Mars One, a Netherland-based company is currently working on a Mission to establish human settlements on Mars. The company plans on offering a select group of people a one way ticket to the Red Planet. And to support these people, NASA is presently looking for ways to grow crops on the planet that will provide food for the future inhabitants of Mars.

While it is possible to grow crops in the Martian soil, it will be a daunting task, posing many challenges and labor-intensive tasks.

"One of the things that every gardener on the planet will know is producing food is hard - it is a non-trivial thing," Penelope Boston, director of the Cave and Karst Studies program at New Mexico Institute of Mining and Technology, said May 7 at the Humans 2 Mars Summit at the George Washington University. "Up until several hundred years ago it occupied most of us for most of the time."

Initial studies have proved that growing crops is possible on the Red planet. However, scientists worry if Earthly plants will be able to survive in the microgravity conditions of Mars. Moreover, Mars receives only half the sunlight that Earth receives and providing supplementary sunlight would mean suing more power, making the process even more intimidating.

 The planet's surface pressure is also very low. According to Robert Ferl, director of the Interdisciplinary Center for Biotechnology Research at the University of Florida, the job at hand for NASA currently is to find out if plants can grow at lower surface pressures.  

NASA Curiosity rover readings also suggest that astronomers living on Mars would be exposed to high levels of radioactivity, which can be risky.
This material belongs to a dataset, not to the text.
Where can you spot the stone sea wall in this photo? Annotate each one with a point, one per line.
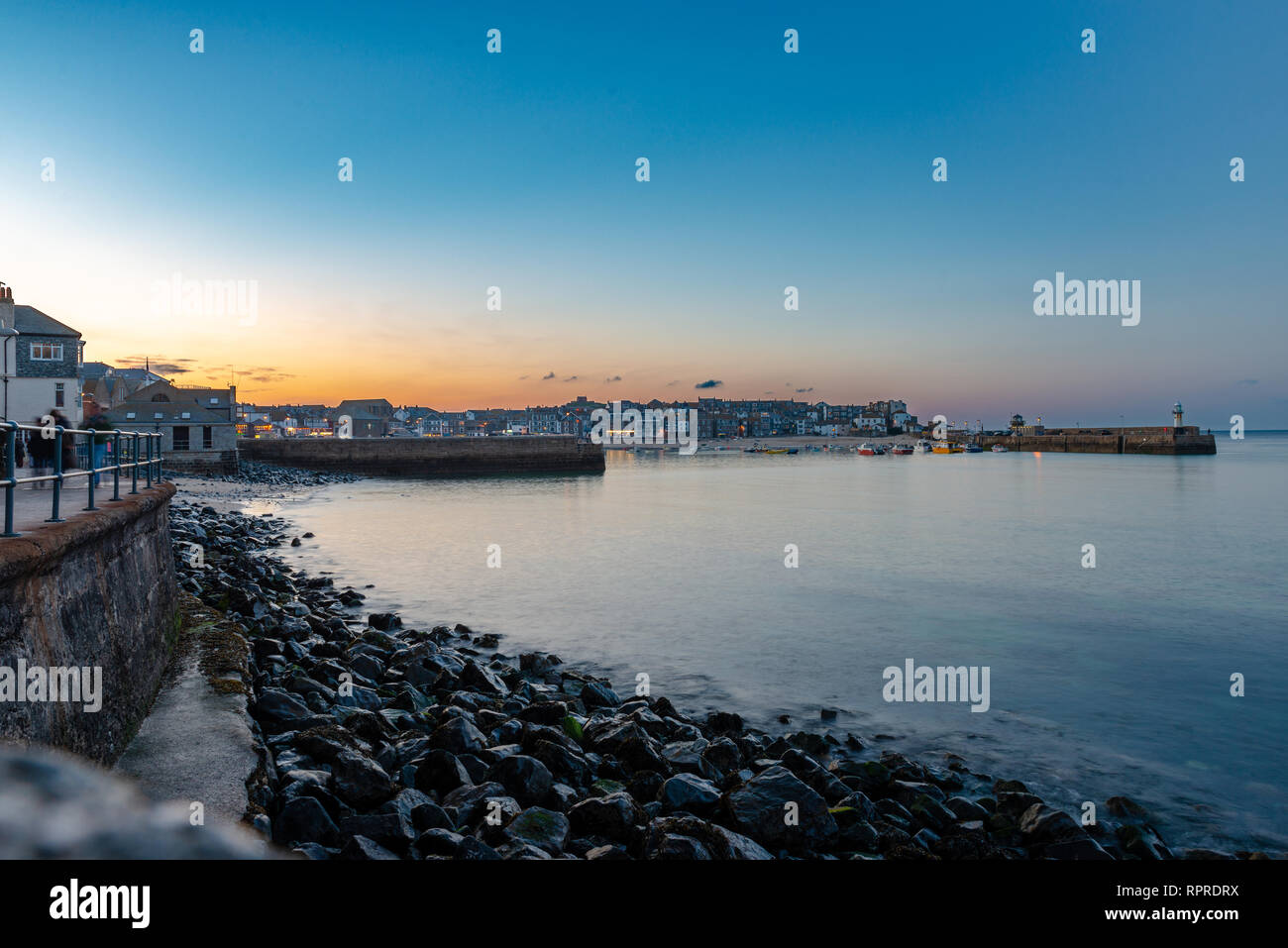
(429, 456)
(1129, 443)
(95, 591)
Since the Red planet retains only a small part of its atmosphere, radioactive elements keep bombarding the planet's surface, exposing the humans and plants there to radioactive poisoning.

NASA says that the initial days on Mars would replicate the initial days on Earth when people focused simply on survival; growing food and preventing illnesses.  According to an earlier report, more than 80,000 people have already signed up to win a chance to become a permanent resident of the Red Planet, even after being made aware of the living conditions there.